Auf Gedeih und Verderb Jamaika – danach sieht es also zurzeit aus. Für die CDU und die FDP dürfte das kein Problem sein. Es ist ihre Lieblingskoalition. Für die Grünen, die mit dem nun noch einzigen verhandelbaren Bündnis die größten Probleme haben, ist das hingegen keine gute Nachricht. Die Spitzenkandidatin Monika Heinold sagt: „Wir haben von Anfang an deutlich gemacht, dass die Ampel unser Favorit ist. Und wir haben mehrfach betont, dass es auch an der SPD ist, die FDP für ein solches Bündnis einzuwerben.“
Den darin verborgenen Vorwurf, sich nicht genügend eingesetzt zu haben, wies der SPD-Landesvorsitzende Ralf Stegner umgehend zurück. „Wir haben der Führung von FDP und Grünen in mündlicher Form unsere Bereitschaft mitgeteilt, dass wir für eine Ampelkoalition offen sind.“ Allerdings habe man sich in der vergangenen Woche mit öffentlichen Äußerungen dazu zurückgehalten. Stegner sagt: „Der FDP-Fraktionschef Wolfgang Kubicki und andere baten um Rücksichtnahme auf die Wahlen in Nordrhein-Westfalen. Das haben wir respektiert.“
Harsche Reaktion der FDP auf Gesprächsangebot
Stegner hatte zuvor Aussagen von Wolfgang Kubicki, eine Ampel käme nun „definitiv“ nicht infrage, als „taktische Überlegung“ bezeichnet – und deshalb dennoch Gesprächseinladungen zur Bildung einer Ampel versendet. Die FDP reagierte mit einer harschen Pressemitteilung ihres Landesvorsitzenden Heiner Garg. „Wenn Herr Dr. Stegner diese klare Entscheidung der Freien Demokraten jetzt als ‚taktische Überlegungen anderer Parteien‘ bezeichnet, offenbart dies einmal mehr die Verachtung Herrn Dr. Stegners gegenüber den Freien Demokraten – aus der er seit vielen Jahren nie wirklich einen Hehl gemacht hat“, heißt es darin.

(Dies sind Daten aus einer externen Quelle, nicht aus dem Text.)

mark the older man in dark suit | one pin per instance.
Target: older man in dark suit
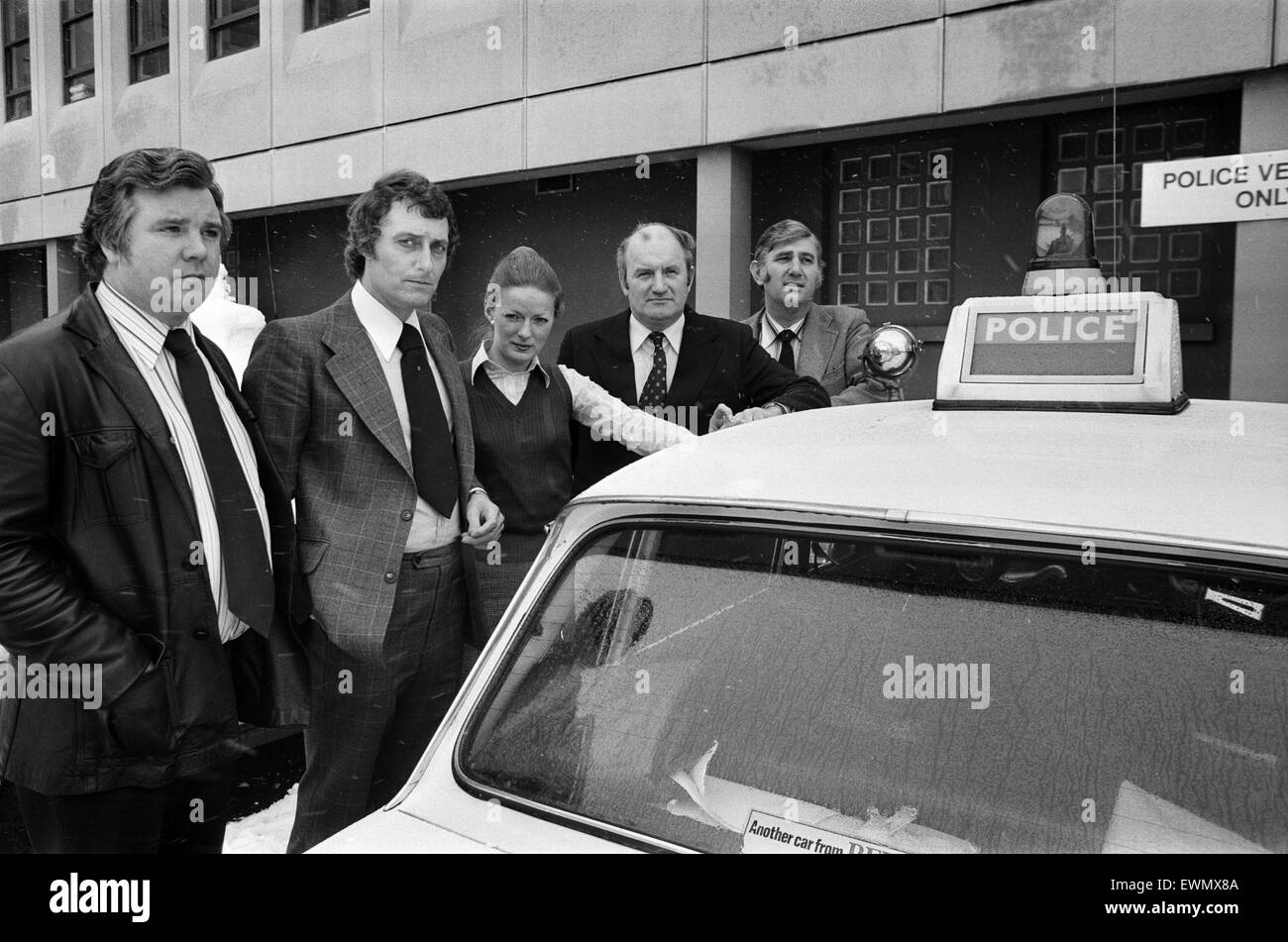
(823, 341)
(146, 538)
(366, 414)
(664, 357)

Das klingt nach zerschnittenem Tischtuch. Und es klingt nicht nur bei FDP und SPD so. Auch Sozialdemokraten und Grüne sind sich nicht mehr grün. Die Küstenkoalition, schon am 7. Mai abgewählt, ist vielleicht erst in diesen Tagen so richtig zerbrochen. Die Landespolitiker stehen vor einem Scherbenhaufen.
Das hatte sich abgezeichnet. Schon gleich nach der Wahl begann die Ausschließeritis. Der SSW schloss aus, in eine Koalition mit der CDU zu gehen. Die CDU schloss schon früh eine Große Koalition aus. „Sie wäre eine Notlösung“, sagte Spitzenkandidat Daniel Günther. Die FDP schloss von Tag zu Tag mehr aus, in eine Ampelkoalition zu gehen. Am Dienstag fiel dann ganz die Klappe – ausgerechnet an dem Tag, an dem die SPD die FDP-Forderung nach einem Rückzug von Torsten Albig erfüllte.

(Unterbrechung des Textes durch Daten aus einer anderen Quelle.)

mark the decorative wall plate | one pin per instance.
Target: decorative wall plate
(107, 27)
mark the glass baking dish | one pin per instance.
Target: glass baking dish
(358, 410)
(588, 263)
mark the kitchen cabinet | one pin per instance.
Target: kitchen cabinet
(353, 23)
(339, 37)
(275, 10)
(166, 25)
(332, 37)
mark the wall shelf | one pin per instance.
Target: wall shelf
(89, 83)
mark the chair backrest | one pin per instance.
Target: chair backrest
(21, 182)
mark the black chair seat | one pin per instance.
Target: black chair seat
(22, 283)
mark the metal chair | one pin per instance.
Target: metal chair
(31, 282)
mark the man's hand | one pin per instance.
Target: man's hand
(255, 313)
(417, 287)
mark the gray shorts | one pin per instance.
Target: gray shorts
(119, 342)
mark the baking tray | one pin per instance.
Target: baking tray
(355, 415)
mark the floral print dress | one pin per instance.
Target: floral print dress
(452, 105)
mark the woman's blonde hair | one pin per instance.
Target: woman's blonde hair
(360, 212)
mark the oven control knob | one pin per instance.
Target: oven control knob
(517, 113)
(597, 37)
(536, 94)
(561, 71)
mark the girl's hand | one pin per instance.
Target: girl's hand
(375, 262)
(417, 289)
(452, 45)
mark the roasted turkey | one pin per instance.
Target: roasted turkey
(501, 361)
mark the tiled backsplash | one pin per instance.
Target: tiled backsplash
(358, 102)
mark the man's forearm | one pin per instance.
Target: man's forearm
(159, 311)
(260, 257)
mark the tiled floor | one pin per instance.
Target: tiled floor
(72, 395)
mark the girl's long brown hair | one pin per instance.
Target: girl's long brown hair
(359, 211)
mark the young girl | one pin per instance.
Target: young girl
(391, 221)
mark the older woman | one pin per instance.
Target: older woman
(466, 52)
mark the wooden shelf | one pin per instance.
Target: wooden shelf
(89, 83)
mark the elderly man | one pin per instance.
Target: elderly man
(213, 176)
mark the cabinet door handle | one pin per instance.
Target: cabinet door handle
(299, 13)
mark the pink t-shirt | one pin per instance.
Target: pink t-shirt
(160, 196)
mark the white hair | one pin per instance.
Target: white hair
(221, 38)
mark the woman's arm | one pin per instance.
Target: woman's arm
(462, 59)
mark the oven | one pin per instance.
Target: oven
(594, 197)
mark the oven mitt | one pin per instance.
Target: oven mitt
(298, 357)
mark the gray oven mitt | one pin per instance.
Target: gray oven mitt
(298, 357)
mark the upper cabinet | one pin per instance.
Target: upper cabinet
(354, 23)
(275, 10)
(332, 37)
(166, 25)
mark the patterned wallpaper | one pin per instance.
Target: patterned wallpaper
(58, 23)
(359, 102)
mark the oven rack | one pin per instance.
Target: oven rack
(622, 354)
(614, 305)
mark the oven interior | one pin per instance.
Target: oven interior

Seitdem glaubt bei den Sozialdemokraten keiner mehr an die Ampel. An die Große Koalition mit der immer noch konservativen CDU hatte im linken SPD-Landesverband ohnehin keiner geglaubt. „Eine solche Koalition hätte uns zerrissen“, sagt ein Sozialdemokrat.
Stimmung hat sichrapide verschlechtert
Die Ampel wäre mittlerweile nicht nur wegen der FDP, sondern wohl auch wegen den ehemaligen Küstenkoalitionären SPD und Grüne ein Problem. Die Stimmung zwischen dem Führungspersonal hat sich in den vergangenen Tagen rapide verschlechtert. Die Grünen finden, die SPD hätte viel offensiver für eine Koalition mit der FDP werben müssen. Die Sozialdemokraten finden, die Grünen suchen nur nach einem Vorwand, um unbeschwert nach Jamaika reisen zu können.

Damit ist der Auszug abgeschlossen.